One of the funniest things ever recorded is comedian Paul F. Thompkins' impersonation of Herzog.  ("Trader Joe's on Hyperion.")  There is, thankfully, much more.

And it's funny because it's half true.

No doubt Herzog is no typical Romantic.  He sees no easy, seamless connection between humans and our environment.  He sees no ultimate redemption in our willingness to commune with forest or jungle or wildlife habitat.  Shamanism is for suckers.

Famously, in a documentary about Fitzcarraldo, he comments that the jungle birds aren't singing, they're screaming in pain.

But once in a while he gives up the game.  While nature isn't exactly our friend, it's worthy of our respect.  In The White Diamond (2004) he has the opportunity, via the talents of a professional mountain climber, to record footage from a sacred cave behind a waterfall.  It's been untouched by humans for centuries.  He refuses to do so.  Why not?  Out of respect for the locals and their beliefs in part, but tonally it's clear Herzog is more concerned with breaching some unspoken pact with yet another unknowable, physical place.

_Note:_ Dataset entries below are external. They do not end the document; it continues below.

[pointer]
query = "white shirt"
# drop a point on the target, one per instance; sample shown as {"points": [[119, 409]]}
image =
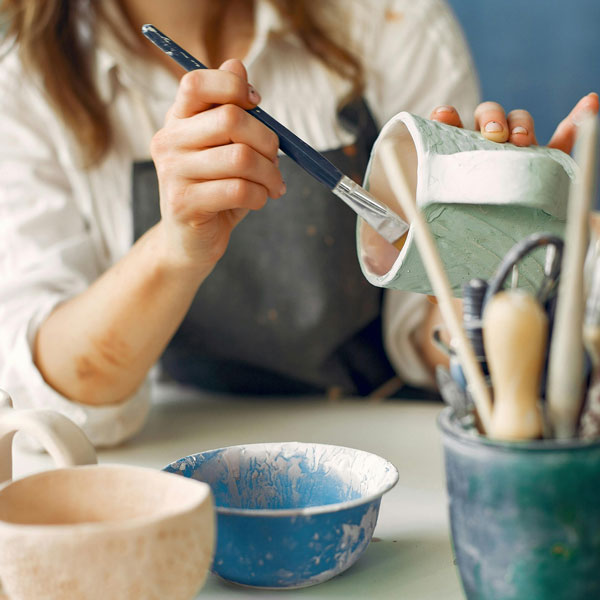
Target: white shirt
{"points": [[61, 227]]}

Nature is not some demi-monde for Christian or Romantic faith, but it is a space like any other that must be respected and analyzed.  There is dirt and trees and plants and life.  And birds, of course.

If only to push back on the stereotype of the cold nihilist yet again, Herzog is by his own admission a lifelong walker and hiker whose only friend growing up was the Bavarian landscape (Portrait of Werner Herzog 1968).

There is a necessarily symbiotic but impossibly absurd relationship between nature and humanity, but a relationship nonetheless.

2.  Dreams

In the recent documentary Lo and Behold, Reveries of the Connected World (2016) Herzog deal with Artificial Intelligence.  Interviewing various experts in the field he has two simple questions for the realization of true A.I. -- Can a machine fall in love?  Can the internet dream of itself?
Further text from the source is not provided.